Is The Market Bullish or Bearish?
The dairy industry is dealing with conflicting market fundamentals. On one hand, fundamentals are somewhat bearish as milk production grows, cow numbers rise, inventories increase, and processing plants push capacity leaving little or no room for expansion or production growth. On the other hand, continued farm liquidations, increased culling, and an extended period of low milk prices may eventually tighten milk supply. Domestic demand continues to hold well and increase with export growth doing very well. Thus, there are many milk price views, ideas and forecasts for the rest of the year.
Let’s break these apart and discuss each of these.
The fact that milk production continues to grow is just part of the dairy business. Historically, farms have increased production and expanded during periods of low milk prices. This is done for various reasons which could include bringing another family member into the operation. It could be the opportunity to purchase another farm. It could be in the 5-year or 10-year plan of the farm. Generally, lower prices move in cycles and do not last for an extended period of time. It is different this year as it is the third year of low milk prices which makes expansions or improvements very difficult. Yet, there are still those who are increasing milk production for the reasons stated above.

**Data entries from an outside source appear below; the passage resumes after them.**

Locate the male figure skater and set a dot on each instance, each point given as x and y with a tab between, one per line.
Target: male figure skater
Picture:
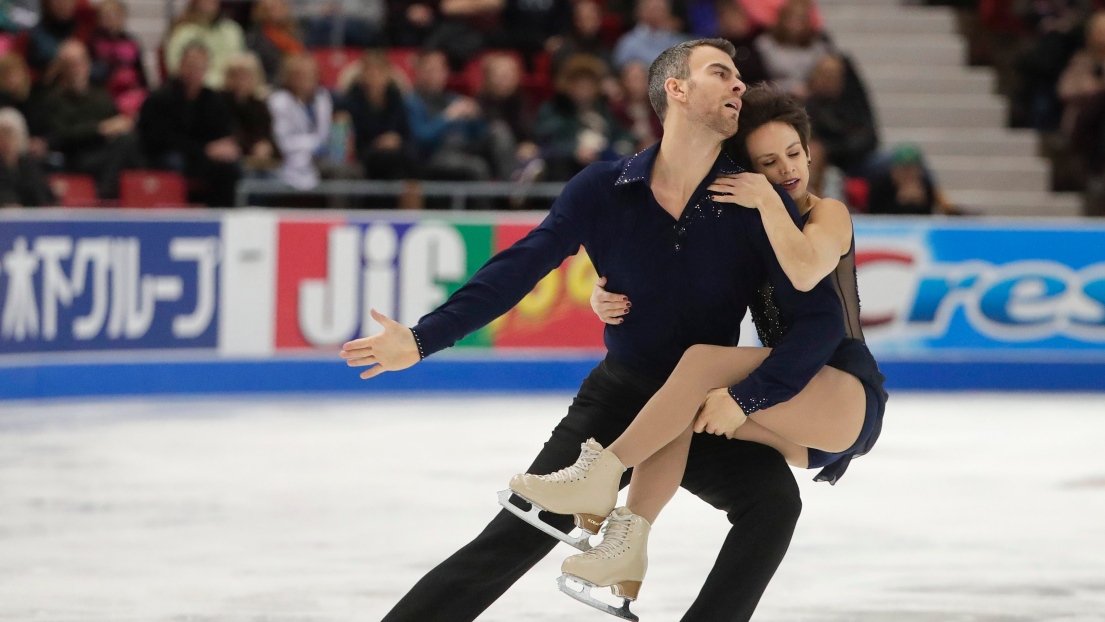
691	267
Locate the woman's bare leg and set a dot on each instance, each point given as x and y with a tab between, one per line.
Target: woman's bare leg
795	454
658	447
827	414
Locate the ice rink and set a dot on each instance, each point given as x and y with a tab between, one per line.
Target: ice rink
970	508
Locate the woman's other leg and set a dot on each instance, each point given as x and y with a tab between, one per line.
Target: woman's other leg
656	480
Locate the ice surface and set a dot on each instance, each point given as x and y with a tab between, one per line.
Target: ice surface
970	508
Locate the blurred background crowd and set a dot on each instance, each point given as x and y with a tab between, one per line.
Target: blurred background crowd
524	91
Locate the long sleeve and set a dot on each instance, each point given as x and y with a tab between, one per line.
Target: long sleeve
816	329
513	273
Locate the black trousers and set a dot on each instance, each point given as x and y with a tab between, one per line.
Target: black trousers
750	483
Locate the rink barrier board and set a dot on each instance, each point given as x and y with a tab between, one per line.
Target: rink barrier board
477	376
103	302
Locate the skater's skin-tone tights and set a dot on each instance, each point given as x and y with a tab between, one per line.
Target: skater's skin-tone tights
656	443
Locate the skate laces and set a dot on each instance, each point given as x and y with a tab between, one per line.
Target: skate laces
614	535
576	471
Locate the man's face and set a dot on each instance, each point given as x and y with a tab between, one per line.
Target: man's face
714	91
192	69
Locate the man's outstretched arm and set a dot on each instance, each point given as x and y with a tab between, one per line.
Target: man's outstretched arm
494	290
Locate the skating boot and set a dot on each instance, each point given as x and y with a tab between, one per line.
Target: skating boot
618	562
587	489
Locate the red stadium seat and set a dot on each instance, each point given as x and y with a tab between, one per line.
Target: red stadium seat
153	189
333	61
74	190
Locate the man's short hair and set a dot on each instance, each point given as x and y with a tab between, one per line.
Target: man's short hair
675	62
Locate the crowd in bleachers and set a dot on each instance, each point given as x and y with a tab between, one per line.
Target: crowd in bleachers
300	91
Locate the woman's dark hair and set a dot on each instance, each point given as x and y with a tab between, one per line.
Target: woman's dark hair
764	104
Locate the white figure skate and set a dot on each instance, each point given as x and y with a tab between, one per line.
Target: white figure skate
587	489
618	562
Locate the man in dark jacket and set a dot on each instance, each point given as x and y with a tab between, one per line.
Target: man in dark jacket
186	127
85	126
841	120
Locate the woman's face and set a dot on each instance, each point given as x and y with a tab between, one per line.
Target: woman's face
777	153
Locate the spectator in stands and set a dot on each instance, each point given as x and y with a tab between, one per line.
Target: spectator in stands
355	23
449	129
577	127
653	33
274	35
61	20
381	134
464	29
841	120
792	48
17	91
765	13
509	115
85	126
186	127
22	182
302	115
411	22
116	59
737	28
633	108
250	122
1084	76
585	35
203	21
19	14
530	27
906	188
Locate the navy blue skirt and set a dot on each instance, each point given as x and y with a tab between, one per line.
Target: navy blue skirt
853	357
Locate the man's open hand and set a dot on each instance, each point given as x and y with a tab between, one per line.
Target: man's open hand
390	350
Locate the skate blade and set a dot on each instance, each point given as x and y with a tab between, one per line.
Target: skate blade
581	541
585	597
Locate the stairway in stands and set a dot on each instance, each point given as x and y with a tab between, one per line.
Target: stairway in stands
914	63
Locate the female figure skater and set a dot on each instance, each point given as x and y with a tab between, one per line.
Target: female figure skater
838	415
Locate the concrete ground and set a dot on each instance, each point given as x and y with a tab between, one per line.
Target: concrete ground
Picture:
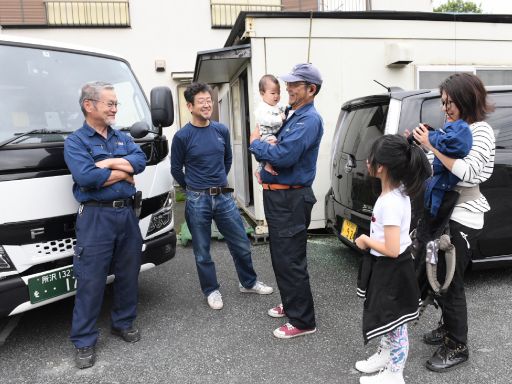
184	341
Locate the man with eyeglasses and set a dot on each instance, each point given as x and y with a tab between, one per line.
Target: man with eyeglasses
102	161
288	198
201	158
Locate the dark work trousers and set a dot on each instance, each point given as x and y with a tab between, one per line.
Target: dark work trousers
107	239
453	302
288	214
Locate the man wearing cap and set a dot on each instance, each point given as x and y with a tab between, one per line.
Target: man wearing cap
288	198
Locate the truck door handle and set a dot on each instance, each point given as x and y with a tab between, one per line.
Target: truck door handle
350	164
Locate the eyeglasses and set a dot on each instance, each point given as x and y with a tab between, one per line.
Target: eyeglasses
109	104
446	103
204	101
296	84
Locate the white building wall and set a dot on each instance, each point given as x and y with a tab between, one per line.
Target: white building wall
350	54
402	5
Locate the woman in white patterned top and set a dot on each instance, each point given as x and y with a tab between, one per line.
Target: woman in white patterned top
463	96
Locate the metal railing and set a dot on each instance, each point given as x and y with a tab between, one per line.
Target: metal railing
88	13
344	5
22	12
65	13
224	15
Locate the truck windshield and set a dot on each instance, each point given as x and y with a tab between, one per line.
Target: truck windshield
40	88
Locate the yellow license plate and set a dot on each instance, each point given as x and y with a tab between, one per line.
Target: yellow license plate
348	230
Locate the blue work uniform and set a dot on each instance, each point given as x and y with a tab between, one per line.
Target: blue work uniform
108	237
288	211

The other issue being faced currently is plant capacity. Farms need the O.K. from processing facilities before increasing milk production. However, as some farms exit the business, other farms are assuming their space at the processing plant. There have been reports of farms contacting other farms offering to purchase their “unofficial quota” at the processing facility creating a new phenomenon for the industry. I have not been able to confirm such a transaction has taken place, but it does put an interesting dynamic in the market.
Strong milk output continues to move to manufacturing as fluid milk demand remains flat to lower. The result is increasing dairy product production as seen on the February USDA Dairy Products report. Demand is strong and increasing, but inventories continue to grow indicating more is being produced than consumed. Many processing facilities are running near or at capacity with spring flush in varying stages depending on location.
Farms are exiting the business, but this has had little noticeable impact as of yet. If this continues, it will eventually result in cow numbers declining. However, it always takes a period of time before this will be evident. Continued low milk prices will eventually reach a point at which expansion will not take place.
Domestic demand continues to hold and increase, not for fluid milk, but for other dairy products. International demand continues to grow with February exports reaching a record high with 181,797 tons exported during the month. Cheese exports reached the highest level in eight months increasing 7% from February 2017. China increased their buying of cheese by 100% compared to a year ago. Butterfat exports increased 21%. Nonfat dry milk/skim milk powder exports increased 28% with dry whey exports up 7% from the year before. This certainly is good news that we hope continues. We can only hope China does not list dairy as a category on the tariff list as they are a large buyer of lactose, cheese, and dry whey.
Thus, the confusion of market direction continues and will continue for the rest of this year. We know this will all work itself out, but it is unclear how long it will take and how much the industry will change before it is all said and done.